Veterans Rewarded for Service With Money for College

Derrick Group ’14’s four years in the Navy not only prepared him for academic success at Wilson College, but also provided him with benefits that made college much more affordable.

“My life in the Navy was very structured and disciplined. Basically we were busy from sunup to sundown. We were taught to be on time and to always look sharp. The experience refined my discipline and carried over into civilian life,” said Group.

Group, who has received numerous academic accolades , including the John D. Rose Award in Environmental Studies and recognition as a Wilson College Dean’s List student, has also received up to 36 months of free undergraduate and graduate tuition, stipends for books, and monthly allowances for housing for his service in the Navy.

Group and other veterans receive benefits to attend college, graduate school, programs like Wilson’s Teacher Intern Program (TIP) and technical training through the Post 9/11 GI Bill and the VA Yellow Ribbon Program.

According to the U.S Department of Veterans Affairs, the Post 9/11 GI Bill awards veterans who have served at least 90 days since Sept. 11, 2001, money for college or technical programs. The Post 9/11 GI Bill awards veterans money based on the length of their service. Veterans can receive between 40 and 100 percent of the cost to attend their state’s most expensive public college.

Many private colleges, like Wilson College, exceed the cost of the most expensive public college in Pennsylvania. The VA Yellow Ribbon Program, which debuted in 2009, provides additional funding for students who choose to attend private colleges that cost more than their state’s most expensive public college.

Wilson College has participated in the VA Yellow Ribbon Program since 2009. Under the VA Yellow Ribbon Program, private colleges (like Wilson College) pay 50 percent of the remaining cost of tuition that the GI Post 9/11 Bill does not cover, while the U.S Department of Veterans Affairs pays the other 50 percent of the additional cost.

Wilson College has agreed to provide up to 25 students per year with VA Yellow Ribbon Program benefits.

According to Beverly Evans, director of the Adult Degree Program (ADP), some students also receive a $1,000 yearly stipend for books and a monthly stipend for housing.

Linda Brittain, dean of financial aid, said veteran students can also receive Pell grants, private scholarships, ROTC scholarships, and other funding to attend college.

In some cases, students may receive more money in benefits than the total cost to attend Wilson College or other participating institutions.

Some veterans who have served or who have agreed to serve at least ten years may transfer all or a portion of their educational benefits to their children, spouses and/or other dependents.

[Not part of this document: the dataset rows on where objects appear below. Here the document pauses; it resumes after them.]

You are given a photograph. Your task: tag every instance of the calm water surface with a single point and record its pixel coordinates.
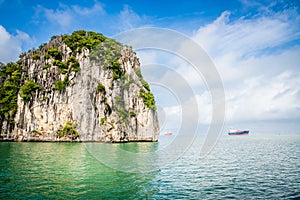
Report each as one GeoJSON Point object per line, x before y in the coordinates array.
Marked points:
{"type": "Point", "coordinates": [251, 167]}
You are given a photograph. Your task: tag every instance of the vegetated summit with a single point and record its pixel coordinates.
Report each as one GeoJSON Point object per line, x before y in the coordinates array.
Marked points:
{"type": "Point", "coordinates": [78, 87]}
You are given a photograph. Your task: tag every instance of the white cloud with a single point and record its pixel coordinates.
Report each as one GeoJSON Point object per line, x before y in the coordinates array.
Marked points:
{"type": "Point", "coordinates": [66, 17]}
{"type": "Point", "coordinates": [128, 19]}
{"type": "Point", "coordinates": [97, 8]}
{"type": "Point", "coordinates": [245, 37]}
{"type": "Point", "coordinates": [11, 45]}
{"type": "Point", "coordinates": [258, 64]}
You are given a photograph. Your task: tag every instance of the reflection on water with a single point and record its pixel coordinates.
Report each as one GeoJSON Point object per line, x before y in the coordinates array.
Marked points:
{"type": "Point", "coordinates": [248, 167]}
{"type": "Point", "coordinates": [60, 170]}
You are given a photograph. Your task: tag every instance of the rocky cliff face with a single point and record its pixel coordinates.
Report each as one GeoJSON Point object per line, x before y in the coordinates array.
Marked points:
{"type": "Point", "coordinates": [79, 87]}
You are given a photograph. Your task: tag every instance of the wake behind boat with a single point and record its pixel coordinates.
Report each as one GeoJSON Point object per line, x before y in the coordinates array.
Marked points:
{"type": "Point", "coordinates": [238, 132]}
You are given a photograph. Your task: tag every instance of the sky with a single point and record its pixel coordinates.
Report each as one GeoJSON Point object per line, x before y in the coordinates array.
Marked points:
{"type": "Point", "coordinates": [255, 46]}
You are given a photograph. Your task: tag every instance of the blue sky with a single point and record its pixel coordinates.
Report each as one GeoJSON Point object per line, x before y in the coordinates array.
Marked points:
{"type": "Point", "coordinates": [255, 46]}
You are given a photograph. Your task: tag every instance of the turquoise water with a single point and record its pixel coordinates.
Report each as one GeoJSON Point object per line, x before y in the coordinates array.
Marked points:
{"type": "Point", "coordinates": [249, 167]}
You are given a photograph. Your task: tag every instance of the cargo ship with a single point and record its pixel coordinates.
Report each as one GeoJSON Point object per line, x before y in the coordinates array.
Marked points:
{"type": "Point", "coordinates": [238, 132]}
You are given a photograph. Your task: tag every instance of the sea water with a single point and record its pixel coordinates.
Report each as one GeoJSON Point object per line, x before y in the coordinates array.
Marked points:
{"type": "Point", "coordinates": [248, 167]}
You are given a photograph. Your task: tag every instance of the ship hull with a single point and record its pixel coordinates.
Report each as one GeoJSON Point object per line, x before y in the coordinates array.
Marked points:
{"type": "Point", "coordinates": [239, 133]}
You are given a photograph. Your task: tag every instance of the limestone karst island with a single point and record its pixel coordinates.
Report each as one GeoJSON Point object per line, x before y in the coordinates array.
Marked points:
{"type": "Point", "coordinates": [78, 87]}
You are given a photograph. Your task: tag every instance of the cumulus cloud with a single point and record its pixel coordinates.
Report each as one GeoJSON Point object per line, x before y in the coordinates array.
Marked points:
{"type": "Point", "coordinates": [129, 19]}
{"type": "Point", "coordinates": [66, 17]}
{"type": "Point", "coordinates": [258, 64]}
{"type": "Point", "coordinates": [11, 44]}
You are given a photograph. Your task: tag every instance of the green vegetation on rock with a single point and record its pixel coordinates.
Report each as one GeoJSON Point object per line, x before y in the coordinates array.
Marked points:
{"type": "Point", "coordinates": [148, 99]}
{"type": "Point", "coordinates": [82, 39]}
{"type": "Point", "coordinates": [100, 88]}
{"type": "Point", "coordinates": [68, 130]}
{"type": "Point", "coordinates": [61, 85]}
{"type": "Point", "coordinates": [28, 88]}
{"type": "Point", "coordinates": [10, 80]}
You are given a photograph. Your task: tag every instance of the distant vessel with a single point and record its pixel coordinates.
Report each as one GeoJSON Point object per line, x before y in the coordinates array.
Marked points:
{"type": "Point", "coordinates": [238, 132]}
{"type": "Point", "coordinates": [168, 133]}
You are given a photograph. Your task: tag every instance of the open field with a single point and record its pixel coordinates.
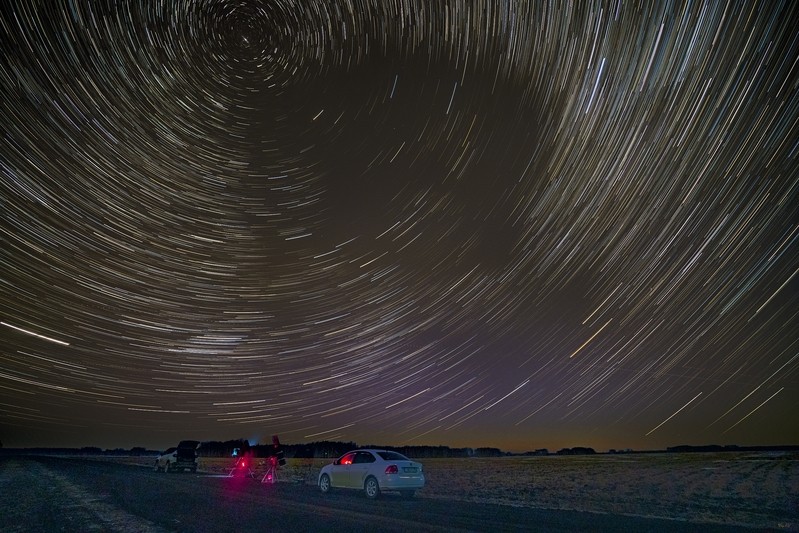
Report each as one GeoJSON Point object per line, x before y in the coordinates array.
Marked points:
{"type": "Point", "coordinates": [759, 490]}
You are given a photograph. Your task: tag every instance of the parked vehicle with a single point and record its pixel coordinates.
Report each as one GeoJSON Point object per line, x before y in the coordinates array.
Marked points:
{"type": "Point", "coordinates": [180, 458]}
{"type": "Point", "coordinates": [373, 471]}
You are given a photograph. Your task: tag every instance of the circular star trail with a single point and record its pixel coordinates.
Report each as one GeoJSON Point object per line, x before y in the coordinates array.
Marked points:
{"type": "Point", "coordinates": [470, 223]}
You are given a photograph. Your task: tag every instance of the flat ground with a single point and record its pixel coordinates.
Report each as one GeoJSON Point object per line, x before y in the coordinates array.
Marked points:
{"type": "Point", "coordinates": [45, 494]}
{"type": "Point", "coordinates": [758, 490]}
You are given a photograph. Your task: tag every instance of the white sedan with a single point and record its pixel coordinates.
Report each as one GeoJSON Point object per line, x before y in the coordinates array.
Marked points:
{"type": "Point", "coordinates": [373, 471]}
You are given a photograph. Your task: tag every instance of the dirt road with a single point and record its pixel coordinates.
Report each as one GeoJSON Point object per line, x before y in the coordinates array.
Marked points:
{"type": "Point", "coordinates": [63, 494]}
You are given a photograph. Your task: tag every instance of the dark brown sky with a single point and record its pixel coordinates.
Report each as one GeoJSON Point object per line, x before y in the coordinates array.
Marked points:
{"type": "Point", "coordinates": [391, 223]}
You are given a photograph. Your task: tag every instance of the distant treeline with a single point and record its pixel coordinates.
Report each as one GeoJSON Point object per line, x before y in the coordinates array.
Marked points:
{"type": "Point", "coordinates": [332, 449]}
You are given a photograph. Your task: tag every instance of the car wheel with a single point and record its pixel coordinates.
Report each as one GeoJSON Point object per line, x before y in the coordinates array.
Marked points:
{"type": "Point", "coordinates": [324, 483]}
{"type": "Point", "coordinates": [371, 488]}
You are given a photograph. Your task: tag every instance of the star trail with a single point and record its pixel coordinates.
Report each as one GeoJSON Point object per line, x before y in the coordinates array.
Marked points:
{"type": "Point", "coordinates": [483, 223]}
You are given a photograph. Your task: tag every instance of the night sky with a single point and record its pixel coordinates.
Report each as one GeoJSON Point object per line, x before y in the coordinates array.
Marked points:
{"type": "Point", "coordinates": [467, 223]}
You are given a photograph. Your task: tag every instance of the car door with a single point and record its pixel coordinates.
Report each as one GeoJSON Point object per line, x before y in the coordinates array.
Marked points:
{"type": "Point", "coordinates": [361, 466]}
{"type": "Point", "coordinates": [340, 472]}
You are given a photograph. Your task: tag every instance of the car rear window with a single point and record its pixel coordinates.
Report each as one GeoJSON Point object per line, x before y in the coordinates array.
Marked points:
{"type": "Point", "coordinates": [392, 456]}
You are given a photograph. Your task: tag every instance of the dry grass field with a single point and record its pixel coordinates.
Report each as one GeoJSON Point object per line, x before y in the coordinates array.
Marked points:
{"type": "Point", "coordinates": [758, 490]}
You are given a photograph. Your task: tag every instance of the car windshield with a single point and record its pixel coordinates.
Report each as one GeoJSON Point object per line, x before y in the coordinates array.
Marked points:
{"type": "Point", "coordinates": [392, 456]}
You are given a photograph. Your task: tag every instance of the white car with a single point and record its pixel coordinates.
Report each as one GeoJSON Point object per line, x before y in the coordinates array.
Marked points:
{"type": "Point", "coordinates": [373, 471]}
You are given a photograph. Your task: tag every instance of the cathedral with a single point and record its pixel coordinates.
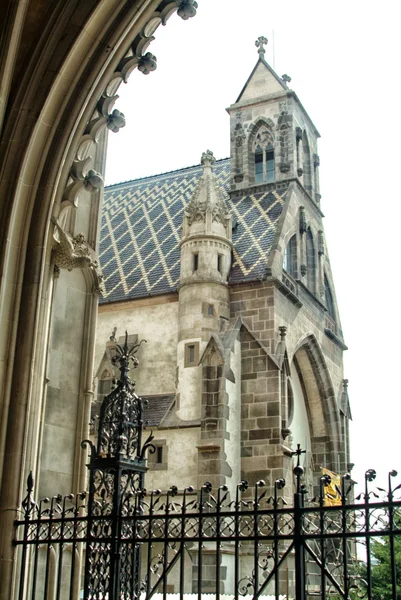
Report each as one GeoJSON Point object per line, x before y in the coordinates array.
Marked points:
{"type": "Point", "coordinates": [223, 270]}
{"type": "Point", "coordinates": [221, 267]}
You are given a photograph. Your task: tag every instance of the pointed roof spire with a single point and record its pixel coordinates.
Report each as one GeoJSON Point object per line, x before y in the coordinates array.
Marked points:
{"type": "Point", "coordinates": [260, 44]}
{"type": "Point", "coordinates": [207, 197]}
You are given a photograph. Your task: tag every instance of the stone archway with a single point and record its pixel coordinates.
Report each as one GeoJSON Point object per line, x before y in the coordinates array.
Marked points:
{"type": "Point", "coordinates": [60, 77]}
{"type": "Point", "coordinates": [324, 417]}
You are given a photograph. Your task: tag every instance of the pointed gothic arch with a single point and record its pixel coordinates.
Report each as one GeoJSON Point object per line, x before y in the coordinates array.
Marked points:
{"type": "Point", "coordinates": [310, 261]}
{"type": "Point", "coordinates": [306, 163]}
{"type": "Point", "coordinates": [261, 151]}
{"type": "Point", "coordinates": [322, 407]}
{"type": "Point", "coordinates": [61, 100]}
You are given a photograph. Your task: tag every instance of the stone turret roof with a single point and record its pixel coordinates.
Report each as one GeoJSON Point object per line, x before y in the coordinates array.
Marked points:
{"type": "Point", "coordinates": [141, 230]}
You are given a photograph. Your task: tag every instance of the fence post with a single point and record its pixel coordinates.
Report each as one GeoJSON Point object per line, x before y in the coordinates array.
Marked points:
{"type": "Point", "coordinates": [116, 475]}
{"type": "Point", "coordinates": [298, 528]}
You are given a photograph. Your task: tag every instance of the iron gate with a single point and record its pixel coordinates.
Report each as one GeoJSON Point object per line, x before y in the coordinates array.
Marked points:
{"type": "Point", "coordinates": [118, 542]}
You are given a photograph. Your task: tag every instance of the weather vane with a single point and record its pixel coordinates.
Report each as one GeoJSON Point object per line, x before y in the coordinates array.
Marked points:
{"type": "Point", "coordinates": [260, 43]}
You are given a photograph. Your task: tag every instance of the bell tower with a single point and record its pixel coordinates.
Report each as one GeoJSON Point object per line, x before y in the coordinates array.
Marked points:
{"type": "Point", "coordinates": [272, 136]}
{"type": "Point", "coordinates": [203, 291]}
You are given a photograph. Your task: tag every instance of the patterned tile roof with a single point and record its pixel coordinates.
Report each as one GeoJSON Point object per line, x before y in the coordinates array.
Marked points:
{"type": "Point", "coordinates": [141, 231]}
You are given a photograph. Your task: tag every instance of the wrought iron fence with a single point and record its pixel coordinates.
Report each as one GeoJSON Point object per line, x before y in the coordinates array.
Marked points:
{"type": "Point", "coordinates": [118, 542]}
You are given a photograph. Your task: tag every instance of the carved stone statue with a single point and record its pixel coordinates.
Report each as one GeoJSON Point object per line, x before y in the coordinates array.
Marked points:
{"type": "Point", "coordinates": [71, 253]}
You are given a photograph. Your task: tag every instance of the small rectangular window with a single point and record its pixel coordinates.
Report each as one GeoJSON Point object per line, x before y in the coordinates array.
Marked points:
{"type": "Point", "coordinates": [157, 460]}
{"type": "Point", "coordinates": [191, 354]}
{"type": "Point", "coordinates": [259, 166]}
{"type": "Point", "coordinates": [220, 263]}
{"type": "Point", "coordinates": [270, 165]}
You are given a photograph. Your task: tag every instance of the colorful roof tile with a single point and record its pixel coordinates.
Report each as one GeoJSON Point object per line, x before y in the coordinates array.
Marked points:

According to Brittain, 46 past and current Wilson students received or receive some type of veterans’ benefits. 39 of these students have received benefits through the Post 9/11 GI Bill.easelly_visual

Brittain says that Wilson College began participating in the VA Yellow Ribbon Program to make college more affordable for military veterans.

“We don’t gain from the decision. Of course we get the veteran student and their tuition,” said Brittain.

Wilson College does not receive any federal stipends, tax benefits or other monetary benefits for participating in the VA Yellow Ribbon Program.

The VA Yellow Ribbon Program affects mostly non-traditional college students who have dedicated years of their life to Army or Navy service before coming back to school. Brittain and Evans said Wilson did not decide to participate in the VA Yellow Ribbon Program to increase male enrollment in Wilson’s traditional-age undergraduate program.

“This has nothing to do with going co-ed. ADP has always been co-ed. We are trying hard to be more affordable to all students. These veterans deserve benefits for their service,” said Evans.

Brittain also mentioned that Wilson hopes that its participation in the VA Yellow Ribbon Program will encourage veterans to come back to school, which she believes will benefit the entire campus community.

“Veterans come with a different set of experiences. Any time you can add a different set of experiences or a new perspective to the classroom, that is a positive thing. Students here will be better for that,” said Brittain.

Edward Wells, chair of the environmental studies program, has noted that his veteran students exhibited a sense of personal responsibility for their academic success.

“They took ownership of their achievements as well as their failures. Those that did not do as well seemed to own up to the fact that they were not working up to their fullest potential,” said Wells.

Group also believes his professors appreciate his sense of personal responsibility.

“I’ve been treated the same I think. It could be my age. But I do think they see me as someone they can kind of depend on,” said Group.